Douglas Castro

ADC Wealth Management, LLC

30D Broadaway, Suite 200

Massapequa, NY 11758

516.308.7514

douglas@adcwealthmgmt.com

Market Update
(all values as of 08.30.2024)

Stock Indices:

Dow Jones 41,563
S&P 500 5,648
Nasdaq 17,713

Bond Sector Yields:

2 Yr Treasury 3.91%
10 Yr Treasury 3.91%
10 Yr Municipal 2.70%
High Yield 6.92%

YTD Market Returns:

Dow Jones 10.28%
S&P 500 18.42%
Nasdaq 18.00%
MSCI-EAFE 9.72%
MSCI-Europe 9.81%
MSCI-Pacific 9.34%
MSCI-Emg Mkt 7.44%
 
US Agg Bond 3.07%
US Corp Bond 3.49%
US Gov’t Bond 2.95%

Commodity Prices:

Gold 2,535
Silver 29.24
Oil (WTI) 73.65

Currencies:

Dollar / Euro 1.10
Dollar / Pound 1.31
Yen / Dollar 144.79
Canadian /Dollar 0.74

A Higher Rate of Inflation

The talk of inflation and interest rates has been in the papers for years now, with people on the edge of their seats wondering what the Fed’s next move will be in order to combat the inflation. This talk is nothing the news has not seen before, great bouts of differences in the inflation rate
have occurred over time and each time the economy cycles back to a tolerable place. In this memo we will go over what recent events have caused the inflation we’re seeing today, how the neutral rate of inflation may be raised, and where we could possibly see inflation going.

Causes of Inflation

As defined by the United States Department of Labor, inflation is the overall general upward price movement of goods and services in an economy. Inflation is associated with too much demand and not enough supply, or a rapid growth of the money supply (CITE HBR).
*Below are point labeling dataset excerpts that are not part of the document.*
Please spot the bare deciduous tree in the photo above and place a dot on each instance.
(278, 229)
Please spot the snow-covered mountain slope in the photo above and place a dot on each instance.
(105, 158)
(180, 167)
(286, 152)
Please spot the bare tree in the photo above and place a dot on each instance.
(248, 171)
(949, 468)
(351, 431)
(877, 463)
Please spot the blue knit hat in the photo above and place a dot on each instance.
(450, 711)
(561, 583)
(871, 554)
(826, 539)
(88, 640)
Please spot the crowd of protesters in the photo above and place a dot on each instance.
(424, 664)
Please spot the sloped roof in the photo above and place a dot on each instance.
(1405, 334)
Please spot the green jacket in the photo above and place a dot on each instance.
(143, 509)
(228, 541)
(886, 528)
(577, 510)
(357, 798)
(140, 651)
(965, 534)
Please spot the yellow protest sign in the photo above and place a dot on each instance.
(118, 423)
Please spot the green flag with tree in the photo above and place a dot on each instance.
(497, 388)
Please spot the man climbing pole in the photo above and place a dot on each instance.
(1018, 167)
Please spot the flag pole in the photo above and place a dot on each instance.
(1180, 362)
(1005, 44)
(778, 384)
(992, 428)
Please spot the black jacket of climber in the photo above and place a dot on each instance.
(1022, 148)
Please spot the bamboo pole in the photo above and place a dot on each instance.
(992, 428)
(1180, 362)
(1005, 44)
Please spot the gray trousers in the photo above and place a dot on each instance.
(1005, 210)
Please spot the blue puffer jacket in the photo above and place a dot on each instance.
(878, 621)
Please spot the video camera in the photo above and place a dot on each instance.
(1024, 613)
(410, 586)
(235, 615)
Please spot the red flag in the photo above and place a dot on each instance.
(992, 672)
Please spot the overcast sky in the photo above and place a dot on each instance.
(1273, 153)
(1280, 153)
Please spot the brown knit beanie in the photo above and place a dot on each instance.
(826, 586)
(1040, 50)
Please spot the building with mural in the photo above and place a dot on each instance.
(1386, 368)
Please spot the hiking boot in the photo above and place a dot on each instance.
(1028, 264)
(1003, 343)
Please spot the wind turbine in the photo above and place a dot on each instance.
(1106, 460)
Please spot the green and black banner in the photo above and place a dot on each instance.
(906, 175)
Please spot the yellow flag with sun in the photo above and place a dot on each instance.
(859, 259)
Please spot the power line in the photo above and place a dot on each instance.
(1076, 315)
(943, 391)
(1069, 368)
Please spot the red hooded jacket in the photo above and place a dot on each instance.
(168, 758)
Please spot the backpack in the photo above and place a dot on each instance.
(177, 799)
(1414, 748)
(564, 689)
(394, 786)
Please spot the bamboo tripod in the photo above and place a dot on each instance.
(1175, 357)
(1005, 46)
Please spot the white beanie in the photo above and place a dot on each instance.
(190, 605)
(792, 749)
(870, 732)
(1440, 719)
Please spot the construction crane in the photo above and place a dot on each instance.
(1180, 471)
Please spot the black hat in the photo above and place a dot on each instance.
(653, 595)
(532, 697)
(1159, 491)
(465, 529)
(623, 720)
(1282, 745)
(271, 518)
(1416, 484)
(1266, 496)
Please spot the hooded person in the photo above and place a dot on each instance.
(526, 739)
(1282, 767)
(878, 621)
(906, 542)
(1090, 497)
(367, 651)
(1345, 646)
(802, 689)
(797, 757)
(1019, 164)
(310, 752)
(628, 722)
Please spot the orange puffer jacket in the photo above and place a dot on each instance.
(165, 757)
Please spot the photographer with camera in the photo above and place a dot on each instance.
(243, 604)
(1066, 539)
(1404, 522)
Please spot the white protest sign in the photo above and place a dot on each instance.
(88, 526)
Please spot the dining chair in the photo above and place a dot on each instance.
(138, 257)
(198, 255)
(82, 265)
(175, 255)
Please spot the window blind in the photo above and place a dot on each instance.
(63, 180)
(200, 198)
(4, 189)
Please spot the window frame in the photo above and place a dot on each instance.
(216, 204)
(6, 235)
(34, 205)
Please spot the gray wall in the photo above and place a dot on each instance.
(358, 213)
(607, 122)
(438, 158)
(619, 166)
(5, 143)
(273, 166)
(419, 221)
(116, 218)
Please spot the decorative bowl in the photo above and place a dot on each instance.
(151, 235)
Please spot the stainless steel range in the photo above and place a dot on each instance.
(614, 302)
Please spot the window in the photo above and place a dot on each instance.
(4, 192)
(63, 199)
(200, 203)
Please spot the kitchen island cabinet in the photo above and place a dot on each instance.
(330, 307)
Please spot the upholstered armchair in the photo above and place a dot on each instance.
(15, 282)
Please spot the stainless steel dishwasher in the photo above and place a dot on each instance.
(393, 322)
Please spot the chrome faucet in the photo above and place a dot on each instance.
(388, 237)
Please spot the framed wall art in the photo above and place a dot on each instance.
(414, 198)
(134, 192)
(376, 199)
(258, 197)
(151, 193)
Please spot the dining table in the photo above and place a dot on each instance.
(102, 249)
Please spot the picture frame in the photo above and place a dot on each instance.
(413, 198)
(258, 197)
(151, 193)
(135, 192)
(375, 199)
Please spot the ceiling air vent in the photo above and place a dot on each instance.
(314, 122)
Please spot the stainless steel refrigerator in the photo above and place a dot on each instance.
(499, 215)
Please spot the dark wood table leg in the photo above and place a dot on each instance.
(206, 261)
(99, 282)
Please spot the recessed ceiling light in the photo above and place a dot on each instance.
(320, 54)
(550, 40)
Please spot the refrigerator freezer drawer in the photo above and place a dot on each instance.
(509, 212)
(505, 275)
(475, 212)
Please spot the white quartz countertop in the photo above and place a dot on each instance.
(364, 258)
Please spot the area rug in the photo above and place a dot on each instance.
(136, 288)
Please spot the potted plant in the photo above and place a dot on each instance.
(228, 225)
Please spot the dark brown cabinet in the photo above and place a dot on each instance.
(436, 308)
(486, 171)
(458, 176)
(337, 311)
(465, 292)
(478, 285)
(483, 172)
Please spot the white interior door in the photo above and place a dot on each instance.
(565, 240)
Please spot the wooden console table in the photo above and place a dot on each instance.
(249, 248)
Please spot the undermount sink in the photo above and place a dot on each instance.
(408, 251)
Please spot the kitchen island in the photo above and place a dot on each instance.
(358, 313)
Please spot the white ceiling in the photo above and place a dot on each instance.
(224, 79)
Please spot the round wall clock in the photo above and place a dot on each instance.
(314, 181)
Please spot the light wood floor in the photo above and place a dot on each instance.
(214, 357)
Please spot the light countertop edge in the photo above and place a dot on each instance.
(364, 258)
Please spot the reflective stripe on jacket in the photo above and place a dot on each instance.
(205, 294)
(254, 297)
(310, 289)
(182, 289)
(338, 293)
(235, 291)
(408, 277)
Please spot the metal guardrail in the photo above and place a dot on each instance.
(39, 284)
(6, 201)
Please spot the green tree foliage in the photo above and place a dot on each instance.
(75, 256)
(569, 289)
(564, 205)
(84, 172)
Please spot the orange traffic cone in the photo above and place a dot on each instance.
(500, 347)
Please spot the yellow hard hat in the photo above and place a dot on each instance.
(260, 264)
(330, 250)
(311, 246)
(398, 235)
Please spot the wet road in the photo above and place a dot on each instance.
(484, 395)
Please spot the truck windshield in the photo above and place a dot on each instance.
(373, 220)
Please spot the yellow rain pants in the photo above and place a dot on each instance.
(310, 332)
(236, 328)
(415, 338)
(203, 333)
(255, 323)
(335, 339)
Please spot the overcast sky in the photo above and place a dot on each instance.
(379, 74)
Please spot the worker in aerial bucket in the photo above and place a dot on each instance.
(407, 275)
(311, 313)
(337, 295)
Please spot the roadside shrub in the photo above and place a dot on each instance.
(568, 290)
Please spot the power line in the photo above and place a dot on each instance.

With COVID, the people of the United States have experienced intense changes with the different lifestyle the country sustained for not only the months of lockdown, but also the following two years. Because of the lifestyle change, the economy changed alongside it. We went from record low interest rates during the pandemic record to very high interest rates in an attempt to curb inflation. Numerous factors contribute to the increased rate of inflation besides the mentioned causes, however they are not as direct. What some may say, others may disagree with, because the intricacies of how the economy functions (i.e. why it functions the way it does) cannot be pinpointed to one sole cause. Monetary policy, government spending, a change in what society needs, and a great amount of other events can cause an increase in inflation. It should be no
surprise that with the economy going through unforeseen events in 2020 and changing monetary policy that we are in a volatile economy.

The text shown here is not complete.